Another challenge utilities face comes from the growing trend by states such as Connecticut and other countries to declare access to affordable, clean water and sanitation a human right. What the pricing implications are for utilities whose business it is to supply water is one issue the Interfaith Center on Corporate Responsibility is flagging in a new report that scores public and private utilities on 21 key disclosure issues.
Berlant prefers technology companies such as Energy Recovery (ERII), whose products can remove salt from water in a much less energy-intensive way.
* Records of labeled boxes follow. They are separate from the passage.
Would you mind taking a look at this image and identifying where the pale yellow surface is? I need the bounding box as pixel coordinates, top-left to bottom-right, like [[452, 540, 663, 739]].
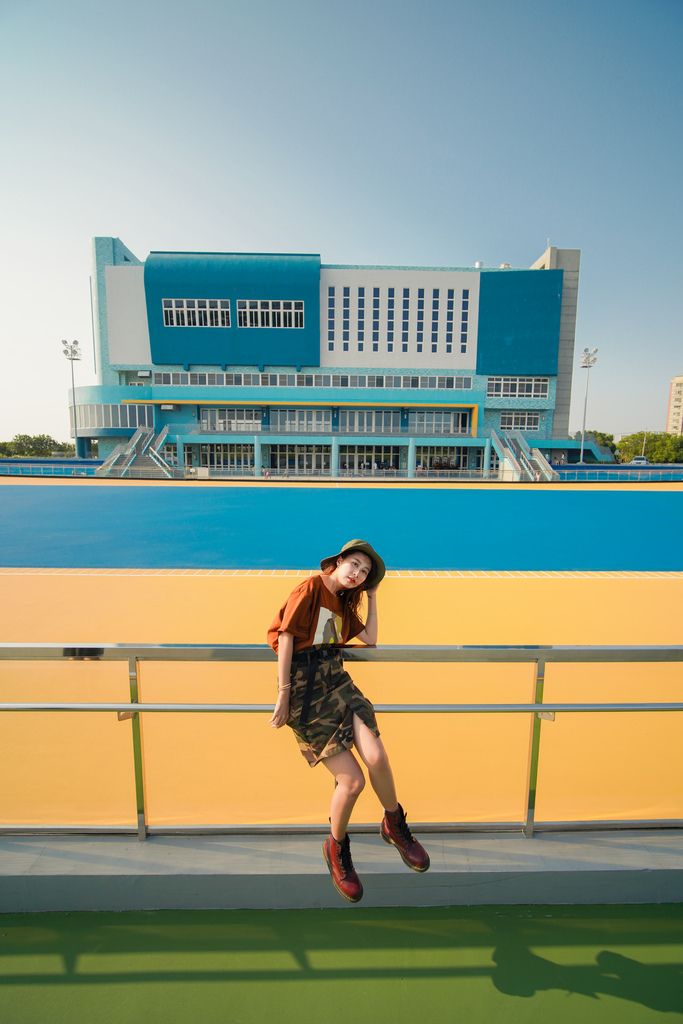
[[0, 569, 683, 827], [0, 662, 136, 827], [537, 662, 683, 821]]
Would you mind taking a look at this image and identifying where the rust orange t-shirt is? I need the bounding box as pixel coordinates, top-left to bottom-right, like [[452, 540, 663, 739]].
[[267, 575, 365, 653]]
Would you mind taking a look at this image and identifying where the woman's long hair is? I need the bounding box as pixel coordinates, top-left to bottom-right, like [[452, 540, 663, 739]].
[[321, 551, 375, 622]]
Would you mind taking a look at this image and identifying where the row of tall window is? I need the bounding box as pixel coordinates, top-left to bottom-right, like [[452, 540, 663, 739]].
[[191, 444, 483, 473], [328, 285, 470, 354], [486, 377, 549, 398], [200, 407, 470, 434], [501, 412, 541, 431], [162, 299, 230, 327], [152, 373, 472, 391], [69, 406, 155, 430], [162, 299, 304, 328]]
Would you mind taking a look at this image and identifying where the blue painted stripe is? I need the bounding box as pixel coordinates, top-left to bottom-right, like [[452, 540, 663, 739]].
[[0, 484, 683, 571]]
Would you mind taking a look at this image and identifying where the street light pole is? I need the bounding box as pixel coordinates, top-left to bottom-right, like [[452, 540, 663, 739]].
[[579, 348, 598, 465], [61, 340, 81, 459]]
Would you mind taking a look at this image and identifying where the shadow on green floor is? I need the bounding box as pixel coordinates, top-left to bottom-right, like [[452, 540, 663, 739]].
[[0, 904, 683, 1024]]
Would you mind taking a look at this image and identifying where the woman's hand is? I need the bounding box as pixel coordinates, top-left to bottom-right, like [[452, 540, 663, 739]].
[[268, 688, 290, 729]]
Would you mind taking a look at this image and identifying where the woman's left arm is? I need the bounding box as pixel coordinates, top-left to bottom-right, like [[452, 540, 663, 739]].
[[356, 584, 379, 647]]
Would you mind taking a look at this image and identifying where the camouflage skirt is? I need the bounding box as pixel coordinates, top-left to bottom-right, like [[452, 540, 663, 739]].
[[287, 647, 380, 768]]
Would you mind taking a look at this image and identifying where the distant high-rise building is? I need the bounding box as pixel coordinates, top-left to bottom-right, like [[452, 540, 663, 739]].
[[667, 377, 683, 434]]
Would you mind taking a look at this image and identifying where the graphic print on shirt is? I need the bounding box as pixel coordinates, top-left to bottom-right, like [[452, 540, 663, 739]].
[[312, 608, 342, 647]]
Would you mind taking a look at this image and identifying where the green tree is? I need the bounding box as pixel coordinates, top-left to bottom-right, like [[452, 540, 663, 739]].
[[573, 430, 616, 455], [0, 434, 74, 459], [618, 430, 683, 463]]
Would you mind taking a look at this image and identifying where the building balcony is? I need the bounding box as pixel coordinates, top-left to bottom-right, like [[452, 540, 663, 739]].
[[194, 422, 475, 439]]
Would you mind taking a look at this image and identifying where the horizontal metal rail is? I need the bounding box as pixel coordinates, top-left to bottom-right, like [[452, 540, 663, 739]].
[[0, 641, 683, 665], [0, 641, 683, 840], [0, 700, 683, 715]]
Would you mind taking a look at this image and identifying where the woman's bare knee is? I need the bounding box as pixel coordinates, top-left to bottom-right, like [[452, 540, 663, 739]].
[[337, 772, 366, 797], [364, 743, 389, 771]]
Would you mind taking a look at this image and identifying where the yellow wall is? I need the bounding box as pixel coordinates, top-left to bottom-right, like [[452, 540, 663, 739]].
[[0, 570, 683, 827]]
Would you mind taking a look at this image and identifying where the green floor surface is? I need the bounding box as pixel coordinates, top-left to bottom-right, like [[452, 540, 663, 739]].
[[0, 904, 683, 1024]]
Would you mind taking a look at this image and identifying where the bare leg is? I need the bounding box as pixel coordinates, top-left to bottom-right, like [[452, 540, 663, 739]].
[[353, 715, 398, 811], [323, 745, 366, 843]]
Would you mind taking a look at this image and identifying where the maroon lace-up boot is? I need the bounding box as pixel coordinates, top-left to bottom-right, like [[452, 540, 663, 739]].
[[380, 804, 429, 871], [323, 834, 362, 903]]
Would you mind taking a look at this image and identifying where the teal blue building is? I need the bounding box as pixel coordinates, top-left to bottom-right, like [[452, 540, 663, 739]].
[[71, 238, 598, 476]]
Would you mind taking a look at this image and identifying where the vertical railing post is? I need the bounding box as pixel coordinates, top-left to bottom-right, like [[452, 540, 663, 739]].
[[128, 657, 147, 843], [524, 658, 555, 839]]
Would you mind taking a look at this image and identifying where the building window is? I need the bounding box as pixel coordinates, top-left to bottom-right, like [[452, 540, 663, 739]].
[[501, 413, 541, 431], [75, 404, 155, 430], [236, 299, 303, 328], [486, 377, 549, 398], [150, 374, 473, 393], [162, 299, 230, 327]]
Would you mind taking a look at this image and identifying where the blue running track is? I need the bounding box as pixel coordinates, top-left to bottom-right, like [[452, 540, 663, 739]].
[[0, 484, 683, 570]]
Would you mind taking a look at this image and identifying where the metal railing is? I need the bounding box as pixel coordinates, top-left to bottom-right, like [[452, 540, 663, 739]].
[[0, 643, 683, 840]]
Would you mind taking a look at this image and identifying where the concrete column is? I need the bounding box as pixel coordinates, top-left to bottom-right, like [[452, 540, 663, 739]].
[[483, 437, 490, 477]]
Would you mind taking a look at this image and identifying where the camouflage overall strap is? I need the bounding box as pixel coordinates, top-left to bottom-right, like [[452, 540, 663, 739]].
[[299, 650, 321, 729]]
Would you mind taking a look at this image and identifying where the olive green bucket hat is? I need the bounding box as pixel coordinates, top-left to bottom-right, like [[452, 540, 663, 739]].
[[321, 540, 386, 590]]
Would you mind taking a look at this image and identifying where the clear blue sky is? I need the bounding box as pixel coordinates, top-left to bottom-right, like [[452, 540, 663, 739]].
[[0, 0, 683, 439]]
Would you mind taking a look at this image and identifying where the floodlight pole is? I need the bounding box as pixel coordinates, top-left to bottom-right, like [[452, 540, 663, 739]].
[[579, 348, 598, 465], [61, 341, 81, 459]]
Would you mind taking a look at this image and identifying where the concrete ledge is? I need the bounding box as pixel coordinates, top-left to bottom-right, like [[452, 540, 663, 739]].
[[0, 829, 683, 913]]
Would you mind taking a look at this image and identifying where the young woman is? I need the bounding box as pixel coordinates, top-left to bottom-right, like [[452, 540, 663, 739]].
[[268, 540, 429, 903]]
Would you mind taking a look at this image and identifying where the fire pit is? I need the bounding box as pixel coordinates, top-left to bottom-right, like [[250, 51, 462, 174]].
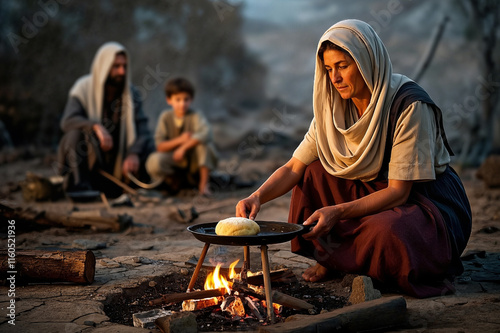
[[187, 221, 313, 323]]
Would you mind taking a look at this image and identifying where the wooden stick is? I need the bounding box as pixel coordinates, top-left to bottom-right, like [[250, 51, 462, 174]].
[[232, 283, 314, 310], [0, 250, 95, 284], [99, 170, 137, 195], [149, 289, 226, 305], [187, 243, 210, 292], [260, 244, 274, 323]]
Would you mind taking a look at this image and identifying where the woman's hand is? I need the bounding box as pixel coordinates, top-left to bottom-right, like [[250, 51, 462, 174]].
[[236, 196, 260, 220], [122, 154, 139, 176], [173, 146, 186, 163], [302, 206, 342, 240]]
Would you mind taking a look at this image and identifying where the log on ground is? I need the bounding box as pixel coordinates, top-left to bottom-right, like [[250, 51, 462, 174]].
[[0, 250, 96, 284]]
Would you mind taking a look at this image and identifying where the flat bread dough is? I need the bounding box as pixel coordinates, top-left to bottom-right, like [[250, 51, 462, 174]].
[[215, 217, 260, 236]]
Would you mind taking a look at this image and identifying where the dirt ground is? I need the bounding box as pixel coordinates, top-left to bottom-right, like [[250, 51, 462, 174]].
[[0, 154, 500, 332]]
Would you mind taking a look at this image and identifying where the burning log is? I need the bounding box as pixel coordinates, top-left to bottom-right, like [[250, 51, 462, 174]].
[[232, 283, 314, 311], [0, 250, 95, 284], [220, 296, 246, 318], [149, 288, 226, 305], [245, 296, 266, 323], [182, 297, 220, 311], [185, 256, 297, 285]]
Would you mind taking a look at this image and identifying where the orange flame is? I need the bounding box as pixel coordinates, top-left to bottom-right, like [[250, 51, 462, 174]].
[[204, 260, 239, 294], [229, 259, 240, 279]]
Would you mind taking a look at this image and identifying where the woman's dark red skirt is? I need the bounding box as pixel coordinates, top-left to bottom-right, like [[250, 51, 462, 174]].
[[288, 161, 471, 297]]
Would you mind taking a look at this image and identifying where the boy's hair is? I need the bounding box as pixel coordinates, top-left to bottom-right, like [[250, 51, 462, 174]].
[[165, 77, 194, 98]]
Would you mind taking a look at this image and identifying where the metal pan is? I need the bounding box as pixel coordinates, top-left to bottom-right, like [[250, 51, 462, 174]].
[[187, 221, 313, 246]]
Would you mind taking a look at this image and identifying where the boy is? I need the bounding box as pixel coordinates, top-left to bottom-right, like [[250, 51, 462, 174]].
[[146, 78, 217, 196]]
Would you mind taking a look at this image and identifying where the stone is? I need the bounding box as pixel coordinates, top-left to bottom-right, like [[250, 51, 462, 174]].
[[155, 312, 198, 333], [132, 309, 173, 332], [349, 275, 382, 304], [71, 239, 106, 250]]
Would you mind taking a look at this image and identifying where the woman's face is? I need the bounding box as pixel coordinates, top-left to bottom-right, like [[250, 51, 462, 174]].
[[323, 50, 371, 99]]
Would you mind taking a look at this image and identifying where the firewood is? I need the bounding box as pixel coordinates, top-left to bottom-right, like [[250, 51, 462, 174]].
[[232, 283, 314, 310], [185, 256, 297, 285], [0, 250, 95, 284], [149, 289, 226, 305]]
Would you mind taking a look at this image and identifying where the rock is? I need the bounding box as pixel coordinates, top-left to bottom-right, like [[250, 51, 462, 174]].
[[155, 312, 198, 333], [476, 155, 500, 187], [349, 275, 382, 304], [132, 309, 173, 332], [71, 239, 106, 250]]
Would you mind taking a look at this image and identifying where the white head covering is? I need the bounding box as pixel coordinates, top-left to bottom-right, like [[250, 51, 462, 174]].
[[313, 20, 410, 181], [69, 42, 136, 178]]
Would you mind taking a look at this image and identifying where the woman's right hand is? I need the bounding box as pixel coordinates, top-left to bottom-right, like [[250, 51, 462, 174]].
[[92, 124, 113, 151], [236, 195, 260, 220]]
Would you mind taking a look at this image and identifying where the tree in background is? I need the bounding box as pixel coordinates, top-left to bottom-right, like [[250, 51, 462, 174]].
[[0, 0, 265, 147], [458, 0, 500, 165]]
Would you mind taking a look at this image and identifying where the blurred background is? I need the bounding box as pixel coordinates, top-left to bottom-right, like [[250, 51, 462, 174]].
[[0, 0, 500, 166]]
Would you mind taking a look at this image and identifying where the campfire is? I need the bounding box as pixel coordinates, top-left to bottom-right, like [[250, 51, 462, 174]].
[[182, 260, 286, 323]]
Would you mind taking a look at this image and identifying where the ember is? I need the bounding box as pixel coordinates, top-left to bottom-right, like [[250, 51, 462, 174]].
[[104, 274, 347, 332]]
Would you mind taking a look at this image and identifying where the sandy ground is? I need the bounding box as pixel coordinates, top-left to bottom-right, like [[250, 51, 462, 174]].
[[0, 154, 500, 332]]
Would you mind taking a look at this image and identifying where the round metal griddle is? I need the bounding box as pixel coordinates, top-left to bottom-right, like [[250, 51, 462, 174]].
[[187, 221, 310, 246]]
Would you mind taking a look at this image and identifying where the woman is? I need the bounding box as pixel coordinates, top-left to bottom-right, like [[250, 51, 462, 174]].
[[236, 20, 471, 297]]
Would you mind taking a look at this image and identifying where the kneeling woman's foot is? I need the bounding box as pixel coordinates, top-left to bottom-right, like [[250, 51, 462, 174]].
[[302, 264, 329, 282]]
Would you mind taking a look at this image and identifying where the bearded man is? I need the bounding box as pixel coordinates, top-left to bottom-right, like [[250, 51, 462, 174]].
[[58, 42, 154, 197]]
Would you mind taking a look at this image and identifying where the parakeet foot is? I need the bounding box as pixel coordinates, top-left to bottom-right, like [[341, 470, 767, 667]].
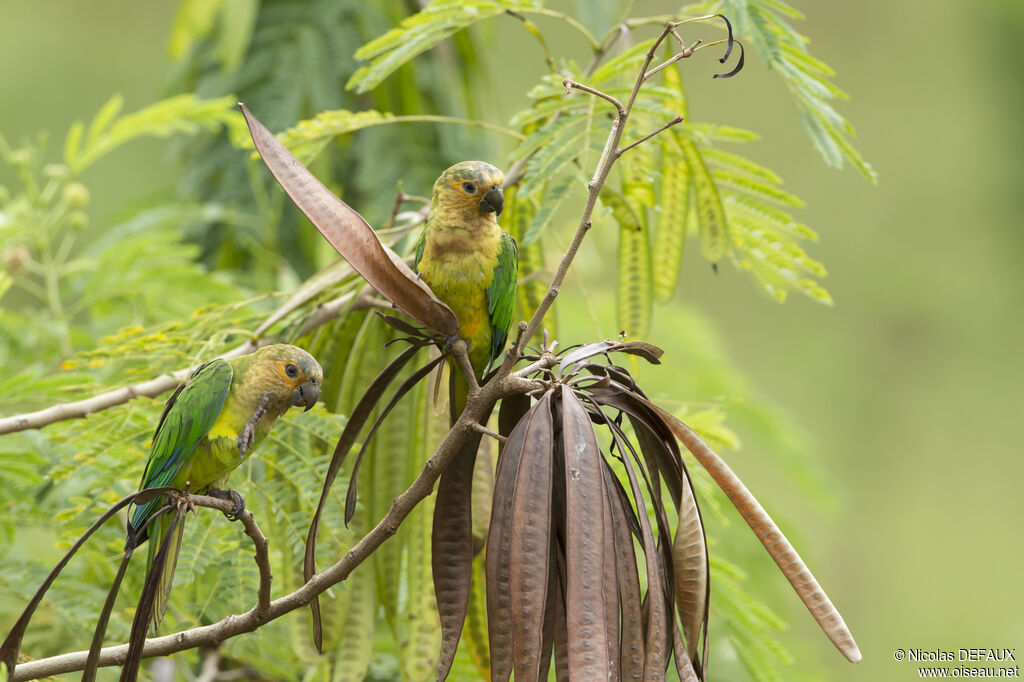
[[173, 480, 197, 514], [239, 393, 270, 458], [206, 487, 246, 521], [444, 334, 469, 354]]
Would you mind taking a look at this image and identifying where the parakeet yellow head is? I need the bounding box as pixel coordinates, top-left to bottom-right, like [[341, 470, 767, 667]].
[[245, 343, 324, 412], [430, 161, 505, 229]]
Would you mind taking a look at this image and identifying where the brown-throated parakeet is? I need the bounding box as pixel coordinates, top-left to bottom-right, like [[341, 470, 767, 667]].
[[125, 343, 324, 631], [415, 161, 519, 416]]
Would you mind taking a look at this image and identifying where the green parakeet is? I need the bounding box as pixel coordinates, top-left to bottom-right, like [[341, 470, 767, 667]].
[[415, 161, 519, 415], [125, 343, 324, 631]]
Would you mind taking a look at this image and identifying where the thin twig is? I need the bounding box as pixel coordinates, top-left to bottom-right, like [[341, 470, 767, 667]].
[[615, 114, 683, 156], [0, 268, 351, 435], [451, 339, 480, 395], [562, 78, 625, 116], [469, 423, 508, 442], [188, 495, 273, 616], [10, 344, 540, 682], [10, 14, 729, 682], [499, 23, 675, 360]]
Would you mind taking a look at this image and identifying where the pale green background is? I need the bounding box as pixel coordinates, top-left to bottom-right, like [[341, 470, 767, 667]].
[[0, 0, 1024, 681]]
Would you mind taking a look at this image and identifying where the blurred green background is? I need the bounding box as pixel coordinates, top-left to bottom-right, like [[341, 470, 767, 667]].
[[0, 0, 1024, 680]]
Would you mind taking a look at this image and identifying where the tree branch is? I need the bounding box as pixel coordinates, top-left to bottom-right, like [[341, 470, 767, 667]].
[[10, 344, 536, 682], [499, 22, 676, 364]]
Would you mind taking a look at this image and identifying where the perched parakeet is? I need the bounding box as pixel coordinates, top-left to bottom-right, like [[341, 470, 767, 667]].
[[125, 343, 324, 631], [415, 161, 519, 415]]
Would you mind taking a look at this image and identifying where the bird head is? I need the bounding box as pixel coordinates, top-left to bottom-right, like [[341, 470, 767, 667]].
[[246, 343, 324, 412], [431, 161, 505, 227]]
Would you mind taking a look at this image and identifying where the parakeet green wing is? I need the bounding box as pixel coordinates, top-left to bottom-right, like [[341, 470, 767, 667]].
[[128, 359, 233, 546], [485, 232, 519, 372]]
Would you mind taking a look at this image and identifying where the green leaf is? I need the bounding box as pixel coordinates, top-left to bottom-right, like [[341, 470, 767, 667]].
[[723, 0, 878, 183], [65, 93, 246, 173], [519, 175, 577, 245], [345, 0, 539, 93], [675, 135, 730, 263]]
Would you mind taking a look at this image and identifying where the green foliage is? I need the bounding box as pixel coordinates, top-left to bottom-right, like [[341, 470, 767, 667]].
[[710, 0, 878, 182], [0, 0, 873, 680], [171, 0, 484, 280], [346, 0, 541, 92], [0, 95, 241, 366]]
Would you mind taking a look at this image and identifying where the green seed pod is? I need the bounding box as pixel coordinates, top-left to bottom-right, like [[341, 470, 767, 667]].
[[68, 211, 89, 232], [43, 164, 71, 180], [3, 244, 32, 276], [63, 182, 89, 209]]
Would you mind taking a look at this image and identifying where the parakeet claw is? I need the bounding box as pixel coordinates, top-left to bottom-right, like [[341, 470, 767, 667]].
[[239, 393, 270, 459], [207, 487, 246, 521], [175, 481, 199, 514], [444, 334, 469, 353]]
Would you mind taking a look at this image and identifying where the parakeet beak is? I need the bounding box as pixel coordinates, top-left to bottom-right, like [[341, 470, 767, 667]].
[[292, 381, 319, 412], [480, 184, 505, 215]]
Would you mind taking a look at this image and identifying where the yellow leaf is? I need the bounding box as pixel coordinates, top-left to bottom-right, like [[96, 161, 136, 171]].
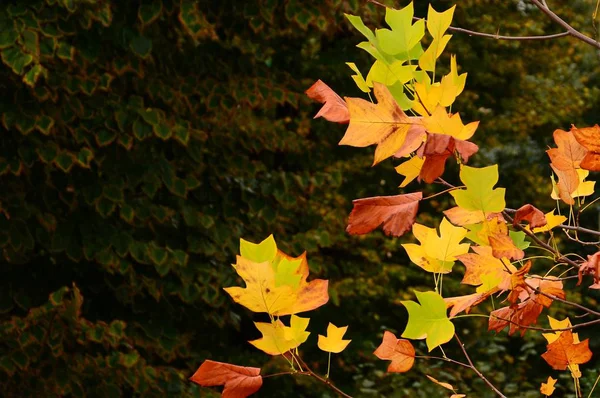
[[540, 376, 557, 397], [339, 82, 419, 164], [571, 169, 596, 198], [346, 62, 371, 93], [318, 322, 352, 354], [419, 35, 452, 72], [423, 106, 479, 140], [402, 218, 469, 274], [250, 320, 301, 355], [366, 60, 417, 87], [223, 256, 296, 314], [527, 210, 567, 233], [440, 55, 467, 106], [284, 315, 310, 345], [396, 156, 425, 188], [427, 4, 456, 40]]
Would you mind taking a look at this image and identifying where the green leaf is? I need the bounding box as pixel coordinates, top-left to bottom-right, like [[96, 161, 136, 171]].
[[54, 151, 74, 173], [508, 231, 531, 250], [450, 164, 506, 213], [23, 64, 47, 87], [77, 148, 94, 168], [402, 291, 454, 352], [240, 235, 277, 263], [129, 36, 152, 58], [138, 0, 163, 26], [35, 115, 54, 135], [2, 47, 33, 75], [96, 129, 117, 146]]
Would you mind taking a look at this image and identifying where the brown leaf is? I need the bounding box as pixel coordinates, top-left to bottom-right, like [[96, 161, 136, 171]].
[[546, 130, 587, 205], [542, 330, 592, 370], [346, 192, 423, 236], [190, 359, 262, 398], [571, 125, 600, 171], [513, 204, 548, 228], [306, 80, 350, 124], [577, 251, 600, 288], [373, 331, 415, 373]]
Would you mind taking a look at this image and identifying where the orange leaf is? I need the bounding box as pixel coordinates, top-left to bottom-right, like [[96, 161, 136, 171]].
[[190, 359, 262, 398], [306, 80, 350, 124], [373, 331, 415, 373], [346, 192, 423, 236], [546, 130, 587, 205], [542, 330, 592, 370], [513, 204, 548, 228], [339, 82, 421, 165], [577, 252, 600, 289], [571, 125, 600, 171], [540, 376, 557, 396]]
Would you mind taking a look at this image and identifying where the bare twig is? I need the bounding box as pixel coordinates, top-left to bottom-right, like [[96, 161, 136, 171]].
[[296, 355, 352, 398], [531, 0, 600, 49], [367, 0, 571, 41], [454, 333, 506, 398]]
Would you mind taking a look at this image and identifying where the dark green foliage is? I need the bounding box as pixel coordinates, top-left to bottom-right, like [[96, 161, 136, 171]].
[[0, 0, 596, 397]]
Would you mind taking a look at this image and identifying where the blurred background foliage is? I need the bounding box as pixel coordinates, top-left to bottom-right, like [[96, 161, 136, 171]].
[[0, 0, 600, 397]]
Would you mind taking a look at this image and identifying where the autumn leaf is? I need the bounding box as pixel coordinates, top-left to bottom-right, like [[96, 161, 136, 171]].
[[571, 125, 600, 171], [577, 251, 600, 289], [513, 204, 548, 228], [250, 315, 310, 355], [223, 256, 296, 315], [542, 330, 592, 370], [423, 106, 479, 140], [346, 192, 423, 236], [402, 218, 469, 274], [224, 236, 329, 316], [540, 376, 557, 397], [190, 359, 262, 398], [450, 165, 506, 214], [306, 80, 350, 124], [402, 292, 454, 352], [456, 246, 517, 290], [373, 331, 415, 373], [546, 130, 587, 205], [395, 156, 425, 188], [533, 210, 567, 233], [317, 322, 352, 354], [339, 82, 420, 165]]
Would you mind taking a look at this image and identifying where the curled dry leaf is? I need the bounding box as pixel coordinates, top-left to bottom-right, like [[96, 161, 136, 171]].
[[346, 192, 423, 236], [513, 204, 548, 228], [306, 80, 350, 124], [373, 331, 415, 373], [540, 376, 557, 397], [190, 359, 262, 398], [577, 252, 600, 289], [571, 125, 600, 171], [542, 330, 592, 370]]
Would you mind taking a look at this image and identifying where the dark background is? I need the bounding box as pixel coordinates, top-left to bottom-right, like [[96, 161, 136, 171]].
[[0, 0, 600, 397]]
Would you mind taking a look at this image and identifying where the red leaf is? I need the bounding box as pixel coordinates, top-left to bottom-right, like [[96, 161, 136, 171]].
[[190, 359, 262, 398], [306, 80, 350, 124], [513, 204, 548, 228], [346, 192, 423, 236], [373, 331, 415, 373], [542, 330, 592, 370], [571, 125, 600, 171]]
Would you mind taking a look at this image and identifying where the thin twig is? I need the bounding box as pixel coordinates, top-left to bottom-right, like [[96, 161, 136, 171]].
[[297, 355, 352, 398], [454, 333, 506, 398], [367, 0, 571, 41], [531, 0, 600, 49]]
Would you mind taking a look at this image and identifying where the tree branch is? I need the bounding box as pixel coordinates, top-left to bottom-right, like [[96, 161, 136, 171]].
[[454, 333, 506, 398], [531, 0, 600, 49], [367, 0, 571, 41]]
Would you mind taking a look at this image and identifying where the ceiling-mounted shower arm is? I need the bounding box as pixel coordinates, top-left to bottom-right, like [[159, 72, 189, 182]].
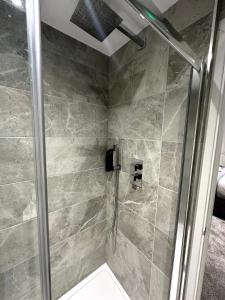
[[125, 0, 202, 72]]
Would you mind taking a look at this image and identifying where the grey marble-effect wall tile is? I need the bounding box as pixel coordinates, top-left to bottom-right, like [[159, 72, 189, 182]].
[[153, 228, 173, 277], [156, 187, 178, 238], [121, 182, 158, 225], [0, 86, 32, 137], [109, 42, 135, 73], [51, 221, 108, 273], [159, 142, 183, 192], [109, 29, 169, 106], [108, 61, 133, 89], [45, 101, 108, 137], [42, 23, 109, 74], [149, 264, 169, 300], [0, 1, 29, 89], [118, 205, 154, 259], [109, 72, 134, 106], [46, 137, 106, 176], [0, 181, 36, 230], [133, 35, 169, 99], [49, 197, 106, 244], [0, 138, 34, 184], [43, 52, 108, 104], [167, 14, 211, 89], [119, 139, 161, 184], [119, 139, 139, 174], [163, 87, 188, 143], [106, 231, 151, 300], [137, 140, 161, 185], [108, 95, 163, 140], [52, 246, 105, 299], [165, 0, 214, 31], [0, 220, 38, 273], [0, 257, 41, 300], [106, 172, 158, 225], [48, 169, 106, 212]]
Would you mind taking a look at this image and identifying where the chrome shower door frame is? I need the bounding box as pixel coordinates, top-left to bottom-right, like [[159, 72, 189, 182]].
[[169, 0, 219, 300], [26, 0, 52, 300]]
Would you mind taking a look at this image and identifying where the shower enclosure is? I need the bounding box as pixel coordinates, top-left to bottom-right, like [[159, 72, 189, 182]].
[[0, 0, 217, 300]]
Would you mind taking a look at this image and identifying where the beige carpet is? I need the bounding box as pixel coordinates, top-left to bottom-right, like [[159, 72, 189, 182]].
[[201, 217, 225, 300]]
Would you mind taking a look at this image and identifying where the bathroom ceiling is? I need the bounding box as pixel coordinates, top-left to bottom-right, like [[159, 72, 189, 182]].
[[40, 0, 177, 56]]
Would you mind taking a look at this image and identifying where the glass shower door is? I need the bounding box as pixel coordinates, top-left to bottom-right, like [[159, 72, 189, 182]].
[[0, 0, 42, 300]]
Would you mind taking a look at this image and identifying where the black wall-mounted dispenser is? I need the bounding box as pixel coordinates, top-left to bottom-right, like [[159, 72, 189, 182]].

That should attract money from socially responsible investment managers. But at nearly 36 times projected 2009 earnings and more than 24 times estimated 2010 earnings, it's too expensive for some fund managers, including Jankowska.
Indeed, one good bet for the future is that water—and the shares of the companies that supply it and make it fit for human consumption—will become more costly as the world's thirst for the life-giving liquid intensifies.